The company is structured as a REIT, and its monthly dividends are supported by the cash flow from over 6,500 real estate properties owned under long-term lease agreements with commercial tenants.

To date, the company has declared 640 consecutive common stock monthly dividends throughout its 54-year operating history and increased the dividend 122 times since Realty Income’s public listing in 1994 and is a top real estate member of the S&P 500 Dividend Aristocrats index.

Investors receive a 6.65% distribution monthly. The Royal Bank of Canada has set its price target at $67. The consensus target is $63.36. The shares closed trading Tuesday at $47.38.


This company remains a solid and safe retail total return play despite some rough public relations issues earlier this year. Target Corp. (NYSE: TGT) operates as a general merchandise retailer in the United States. The company offers apparel for women, men, boys, girls, toddlers, and infants and newborns.

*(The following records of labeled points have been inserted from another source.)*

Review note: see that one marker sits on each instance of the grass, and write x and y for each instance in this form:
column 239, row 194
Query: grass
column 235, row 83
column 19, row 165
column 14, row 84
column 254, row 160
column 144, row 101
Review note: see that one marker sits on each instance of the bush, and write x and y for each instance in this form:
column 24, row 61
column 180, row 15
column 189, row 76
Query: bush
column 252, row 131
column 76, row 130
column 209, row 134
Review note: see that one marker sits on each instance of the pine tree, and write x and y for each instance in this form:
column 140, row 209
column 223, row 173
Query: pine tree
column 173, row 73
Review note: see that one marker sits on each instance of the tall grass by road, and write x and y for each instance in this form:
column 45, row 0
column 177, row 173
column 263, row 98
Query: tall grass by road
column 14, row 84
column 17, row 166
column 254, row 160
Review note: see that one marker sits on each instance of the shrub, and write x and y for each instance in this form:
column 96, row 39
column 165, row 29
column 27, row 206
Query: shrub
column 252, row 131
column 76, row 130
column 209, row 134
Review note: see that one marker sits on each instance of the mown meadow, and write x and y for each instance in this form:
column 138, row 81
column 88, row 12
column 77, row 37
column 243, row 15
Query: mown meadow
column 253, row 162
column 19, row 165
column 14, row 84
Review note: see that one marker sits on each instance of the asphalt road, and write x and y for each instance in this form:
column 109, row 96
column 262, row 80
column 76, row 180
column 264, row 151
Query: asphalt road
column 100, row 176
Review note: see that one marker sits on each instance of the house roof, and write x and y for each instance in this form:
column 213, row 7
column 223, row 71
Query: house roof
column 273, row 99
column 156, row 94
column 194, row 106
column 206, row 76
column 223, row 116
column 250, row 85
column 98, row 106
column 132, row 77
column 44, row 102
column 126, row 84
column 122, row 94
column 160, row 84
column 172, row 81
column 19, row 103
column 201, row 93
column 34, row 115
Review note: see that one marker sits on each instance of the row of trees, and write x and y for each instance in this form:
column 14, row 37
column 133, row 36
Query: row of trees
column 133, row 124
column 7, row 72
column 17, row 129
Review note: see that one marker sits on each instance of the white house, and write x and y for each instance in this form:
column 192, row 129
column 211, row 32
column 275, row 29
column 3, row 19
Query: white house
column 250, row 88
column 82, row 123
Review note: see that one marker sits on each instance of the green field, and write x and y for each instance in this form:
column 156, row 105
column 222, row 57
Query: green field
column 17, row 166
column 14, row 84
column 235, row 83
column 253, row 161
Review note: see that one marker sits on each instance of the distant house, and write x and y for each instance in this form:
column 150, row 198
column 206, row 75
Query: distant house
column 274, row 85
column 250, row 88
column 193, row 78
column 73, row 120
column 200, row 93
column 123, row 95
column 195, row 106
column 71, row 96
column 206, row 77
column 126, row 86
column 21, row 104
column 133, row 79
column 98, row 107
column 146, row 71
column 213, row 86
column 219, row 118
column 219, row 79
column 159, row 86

It also offers jewelry, accessories, and shoes, as well as beauty and personal care, baby gear, cleaning, paper products and pet supplies.

Target also provides dry grocery, dairy, frozen food, beverages, candy, snacks, deli, bakery, meat, and food service; electronics, which includes video game hardware and software, toys, entertainment, sporting goods, and luggage; and furniture, lighting, storage, kitchenware, small appliances, home décor, bed and bath, home improvement, school/office supplies, greeting cards, and party supplies, and other seasonal merchandise.

In addition, the company sells merchandise through periodic design and creative partnerships, and shop-in-shop experience; and in-store amenities. Further, it sells its products through its stores; and digital channels, including

The company suffered a “Bud Light” moment this year after some merchandising of LGBTQ products struck a nerve with some shoppers. While not as bad as the beer giants conundrum, it still proved to be a huge negative that has seemingly subsided some.

Target shareholders receive a 4.05% dividend. Jefferies has a huge $165 target price. The consensus target is $149.66. The shares closed Tuesday’s session at $110.79.

These seven top Dividend Aristocrats all are trading at very reasonable levels, pay dependable dividends and are solid and safe ideas despite facing some headwinds this year. They will not only likely hold up if the big selling does return, but offer outstanding total return potential in 2023 and 2024 as well.